# Generators
### Copyright Luca de Alfaro, 2020-21.  License: CC-BY-NC. 


Prepared on: Fri Sep 17 15:33:27 2021

This is a book chapter; it is not a homework assignment.  
Do not submit it as a solution to a homework assignment; you would receive no credit.


To understand what a generator is, let's start with a simple example.  
Assume we have a long list `words` of words, perhaps obtained by splitting a long document into the individual words.  The words in `words` can be either in uppercase, or in lowercase, or capitalized: we have no guarantees. 

Our task is this: given an additional word `keyword`, we want to check whether `keyword` appears in the document, regardless of case. 

One brute force way of doing this consists in creating a lowercase version of `words`, and check if `keyword`, once also put in lowercase, belongs to the list: 

In [26]:
words = "I told you I do not need a PHONE I need a TOASTER".split()

def lowercase_list(words):
    """Returns the lowercase version of the list"""
    return [w.lower() for w in words]

def check_occurrence(words, keyword):
    return keyword.lower() in lowercase_list(words)

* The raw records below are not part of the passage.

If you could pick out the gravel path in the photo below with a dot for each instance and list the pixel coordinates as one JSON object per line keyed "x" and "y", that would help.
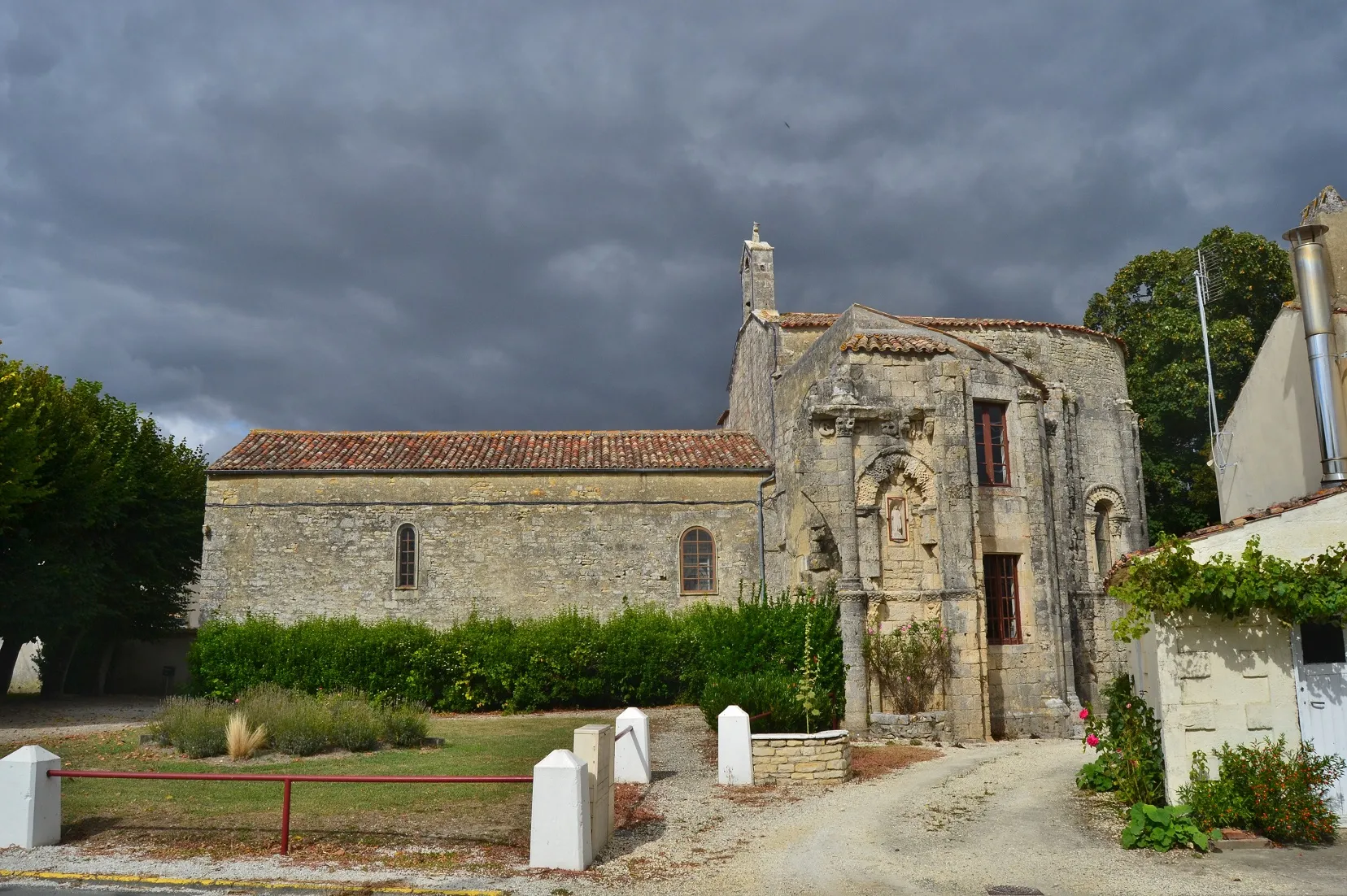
{"x": 979, "y": 816}
{"x": 30, "y": 717}
{"x": 993, "y": 814}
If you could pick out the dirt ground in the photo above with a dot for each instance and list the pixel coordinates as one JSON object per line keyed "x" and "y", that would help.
{"x": 970, "y": 818}
{"x": 28, "y": 715}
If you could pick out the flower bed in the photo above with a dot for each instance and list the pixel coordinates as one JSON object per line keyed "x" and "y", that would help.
{"x": 823, "y": 756}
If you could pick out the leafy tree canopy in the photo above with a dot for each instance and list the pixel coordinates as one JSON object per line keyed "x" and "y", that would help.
{"x": 100, "y": 520}
{"x": 1152, "y": 307}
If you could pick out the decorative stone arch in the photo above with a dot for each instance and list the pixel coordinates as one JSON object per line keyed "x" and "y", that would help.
{"x": 887, "y": 463}
{"x": 1096, "y": 541}
{"x": 1118, "y": 508}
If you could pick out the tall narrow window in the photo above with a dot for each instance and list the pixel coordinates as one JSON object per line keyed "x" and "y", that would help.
{"x": 1002, "y": 585}
{"x": 696, "y": 558}
{"x": 406, "y": 555}
{"x": 1104, "y": 547}
{"x": 993, "y": 445}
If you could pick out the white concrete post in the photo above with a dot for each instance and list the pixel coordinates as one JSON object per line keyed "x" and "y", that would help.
{"x": 632, "y": 754}
{"x": 595, "y": 746}
{"x": 30, "y": 802}
{"x": 560, "y": 834}
{"x": 736, "y": 746}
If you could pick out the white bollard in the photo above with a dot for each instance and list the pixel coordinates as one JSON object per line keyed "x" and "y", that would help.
{"x": 30, "y": 802}
{"x": 560, "y": 834}
{"x": 632, "y": 754}
{"x": 736, "y": 746}
{"x": 595, "y": 746}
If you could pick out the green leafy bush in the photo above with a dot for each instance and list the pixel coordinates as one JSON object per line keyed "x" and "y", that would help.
{"x": 1164, "y": 828}
{"x": 911, "y": 663}
{"x": 404, "y": 725}
{"x": 1268, "y": 789}
{"x": 194, "y": 725}
{"x": 1096, "y": 776}
{"x": 644, "y": 656}
{"x": 755, "y": 693}
{"x": 1127, "y": 738}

print(check_occurrence(words, "Phone"))


True


The problem with this approach is that we are building a whole new duplicate list, just for the purpose of checking membership. 

One way of avoiding building the whole list is to inter-mingle the generation of the list and its use: 

In [27]:
def check_occurrence(words, keyword):
    keyword_lower = keyword.lower()
    for w in words:
        word_lower = w.lower() # Input preparation
        if keyword_lower == word_lower: # Input use
            return True
    return False


The problem with this is that it mixes the `for` loop in `check_occurrence` with the list transformation. 
In this case, the list transformation is simple (it consists in a single call to `.lower()`), but if it were complex, it would be a much cleaner design to transform the list in a separate function. 

Can we have a separate function, similar to `lowercase_list`, that avoids building a full list? 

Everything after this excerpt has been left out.